De meeste
groepen medicijnen worden gebruikt om het lichaam op een bepaalde manier te beïnvloeden, maar over het algemeen heeft een dergelijke stof ook andere dan de bedoelde gevolgen (zgn. bijwerkingen) op het lichaam. Om deze reden kan een medicijn tegenwoordig niet meer op de markt gebracht worden vóórdat het op werking en bijwerkingen getest is. Ook worden de gevolgen van bepaalde combinaties van medicijnen uitgetest.

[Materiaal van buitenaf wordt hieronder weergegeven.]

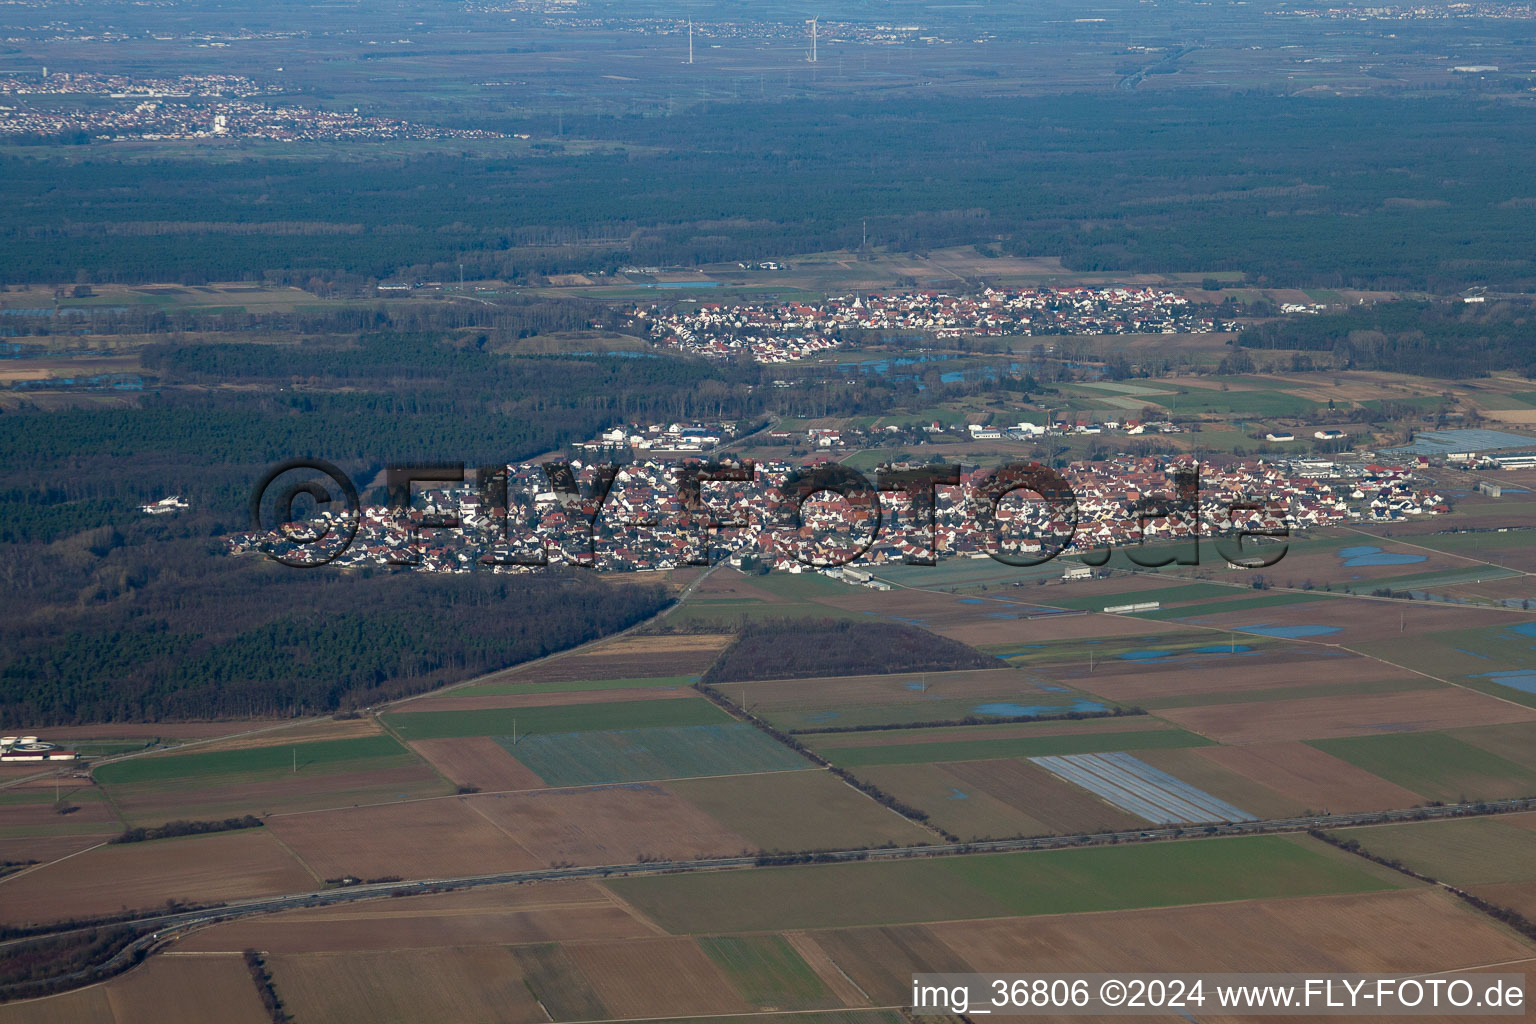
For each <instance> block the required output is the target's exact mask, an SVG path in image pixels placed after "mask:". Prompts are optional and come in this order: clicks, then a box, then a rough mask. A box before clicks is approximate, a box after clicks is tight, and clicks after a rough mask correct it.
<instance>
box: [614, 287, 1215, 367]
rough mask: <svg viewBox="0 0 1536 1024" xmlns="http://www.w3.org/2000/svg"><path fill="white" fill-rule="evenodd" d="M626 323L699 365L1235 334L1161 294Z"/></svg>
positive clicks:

Om het aantal bijwerkingen tot een minimum te beperken, worden medicijnen verder alleen in een leeftijdsafhankelijke minimale dosis en gedurende een bepaalde tijd toegepast.
Eind 20e eeuw is aangetoond dat veel medicijnen, zoals
antibiotica,
cytostatica en hormonen, na het gebruik grotendeels onaangetast worden uitgescheiden en uiteindelijk via verschillende routes in bodem, oppervlaktewater, drinkwater en voeding terechtkomen, waar zij nog steeds biologisch actief zijn. Twee decennia later is het inzicht in het lot van het grote aantal medicijnen dat
in het milieu wordt aangetroffen aanzienlijk toegenomen.
Wanneer restanten van verschillende medicijnen via lucht, water en voedsel opnieuw bij mens, dier en plant terugkomen is er geen controle meer over de inname, combinatie, dosis en tijdsduur van blootstelling. De vraag is niet of, maar in welke mate de voortdurende inname van medicijnen (constante medicatie) via water en voedsel de gezondheid van organismen, waaronder de mens, beïnvloedt.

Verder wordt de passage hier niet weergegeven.